41. The foregoing considerations are sufficient to enable the Court to conclude that the investigation of the applicant’s allegations of ill-treatment did not meet the requirements of Article 3.
42. There has therefore been a violation of the procedural limb of Article 3 of the Convention.
II. APPLICATION OF ARTICLE 41 OF THE CONVENTION
43. Article 41 of the Convention provides:
“If the Court finds that there has been a violation of the Convention or the Protocols thereto, and if the internal law of the High Contracting Party concerned allows only partial reparation to be made, the Court shall, if necessary, afford just satisfaction to the injured party.”
A. Damage
44. The applicant claimed 12,768 euros (EUR) and 1,111.04 Ukrainian hryvnias (UAH) in respect of pecuniary damage and EUR 28,000 in respect of non-pecuniary damage.
45. The Government considered that the claims were excessive and had no causal link with the alleged violations of the Convention.
46. The Court does not discern any causal link between the violation found and the pecuniary damage alleged; it therefore rejects this claim.

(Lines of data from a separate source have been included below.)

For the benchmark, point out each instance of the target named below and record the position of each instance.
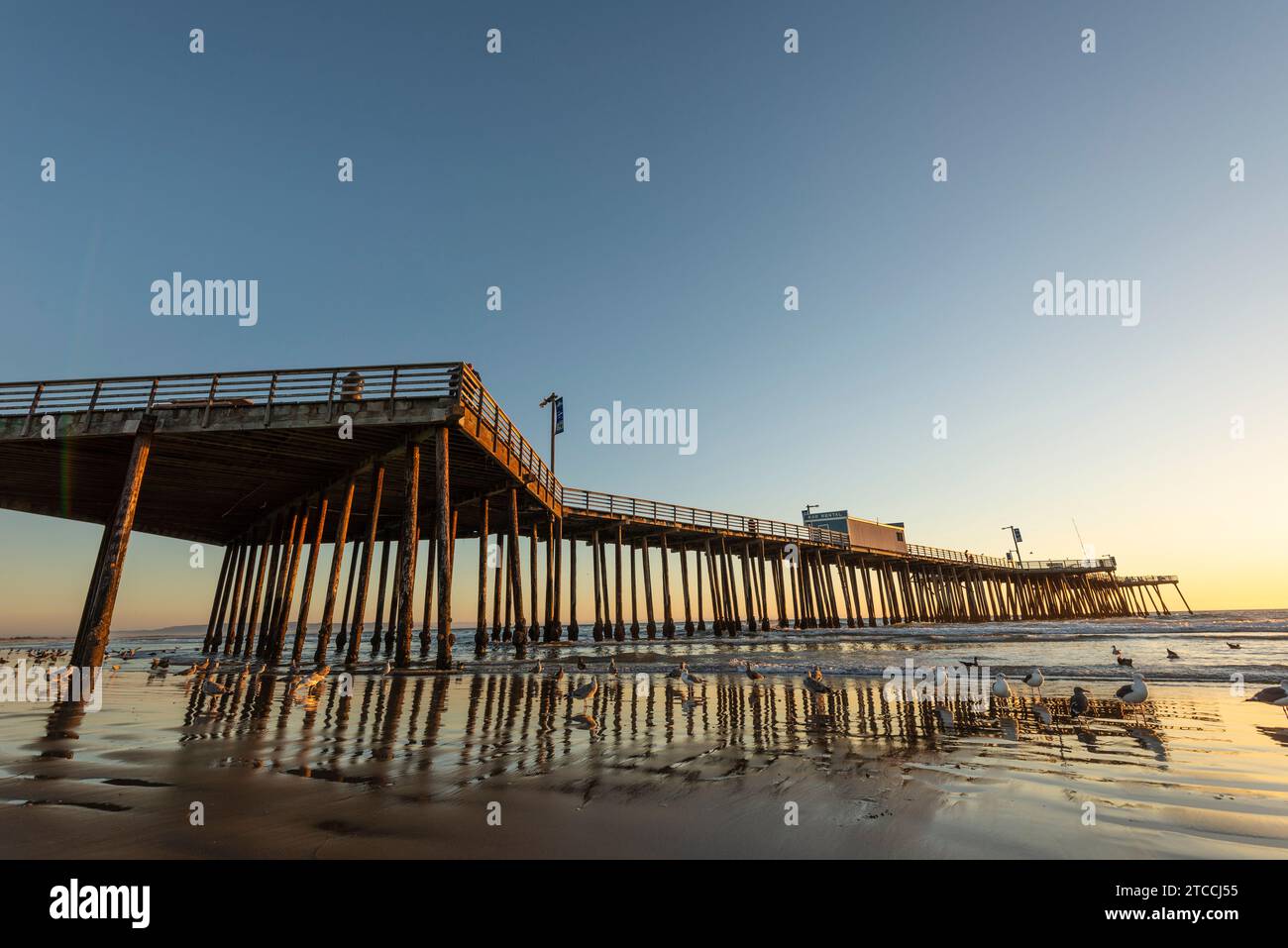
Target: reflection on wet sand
(407, 764)
(524, 723)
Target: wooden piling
(220, 586)
(91, 644)
(283, 614)
(668, 618)
(231, 600)
(520, 626)
(619, 625)
(481, 623)
(496, 583)
(235, 642)
(445, 523)
(684, 582)
(572, 590)
(635, 601)
(651, 629)
(380, 596)
(333, 586)
(597, 629)
(307, 592)
(746, 587)
(369, 549)
(346, 617)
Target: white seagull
(688, 677)
(1276, 695)
(814, 683)
(1134, 693)
(1034, 681)
(1001, 689)
(313, 681)
(1081, 702)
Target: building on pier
(278, 466)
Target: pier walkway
(275, 466)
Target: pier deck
(274, 463)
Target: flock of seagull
(301, 686)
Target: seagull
(314, 679)
(1001, 687)
(1276, 695)
(1134, 693)
(814, 683)
(1034, 679)
(1081, 702)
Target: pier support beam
(497, 566)
(220, 584)
(369, 549)
(283, 614)
(233, 646)
(668, 618)
(407, 544)
(91, 642)
(333, 586)
(347, 616)
(746, 587)
(619, 626)
(481, 623)
(597, 629)
(307, 592)
(445, 524)
(684, 581)
(697, 565)
(574, 631)
(520, 626)
(651, 629)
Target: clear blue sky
(767, 170)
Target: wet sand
(423, 766)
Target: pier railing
(231, 389)
(505, 433)
(616, 504)
(452, 380)
(960, 558)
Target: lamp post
(555, 403)
(1016, 539)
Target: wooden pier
(286, 469)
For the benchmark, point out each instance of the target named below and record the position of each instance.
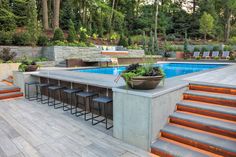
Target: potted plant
(179, 52)
(167, 49)
(28, 66)
(143, 76)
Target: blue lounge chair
(196, 54)
(225, 54)
(206, 54)
(215, 54)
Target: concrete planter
(179, 55)
(19, 79)
(6, 69)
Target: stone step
(168, 148)
(208, 109)
(213, 88)
(210, 97)
(9, 89)
(11, 95)
(210, 124)
(206, 141)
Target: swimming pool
(170, 69)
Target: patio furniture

47. The Court considers that the applicant must have suffered distress and anxiety on account of the violation it has found. Ruling on an equitable basis, it awards the applicant EUR 1,500 in respect of non-pecuniary damage.
B. Costs and expenses
48. The applicant claimed UAH 7,100 for legal expenses before the domestic courts and UAH 22,000 for those before the Court. She also claimed UAH 282.88 for postal expenses.
49. The Government considered that this claim was unsubstantiated.
50. According to the Court’s case-law, an applicant is entitled to the reimbursement of costs and expenses only in so far as it has been shown that these have been actually and necessarily incurred and are reasonable as to quantum. In the present case, regard being had to the documents in its possession and the above criteria, the Court considers it reasonable to award the sum of EUR 510 to cover costs under all heads.
C. Default interest
51. The Court considers it appropriate that the default interest rate should be based on the marginal lending rate of the European Central Bank, to which should be added three percentage points.
FOR THESE REASONS, THE COURT, UNANIMOUSLY,
1. Declares the application admissible;
2. Holds that there has been a violation of the procedural limb of Article 3 of the Convention;
3. Holds
(a) that the respondent State is to pay the applicant, within three months, the following amounts, to be converted into the currency of the respondent State at the rate applicable at the date of settlement:
(i) EUR 1,500 (one thousand five hundred euros), plus any tax that may be chargeable, in respect of non-pecuniary damage;
(ii) EUR 510 (five hundred and ten euros), plus any tax that may be chargeable to the applicant, in respect of costs and expenses;
(b) that from the expiry of the above-mentioned three months until settlement simple interest shall be payable on the above amounts at a rate equal to the marginal lending rate of the European Central Bank during the default period plus three percentage points;
4. Dismisses the remainder of the applicant’s claim for just satisfaction.
Done in English, and notified in writing on 11 February 2016, pursuant to Rule 77 §§ 2 and 3 of the Rules of Court.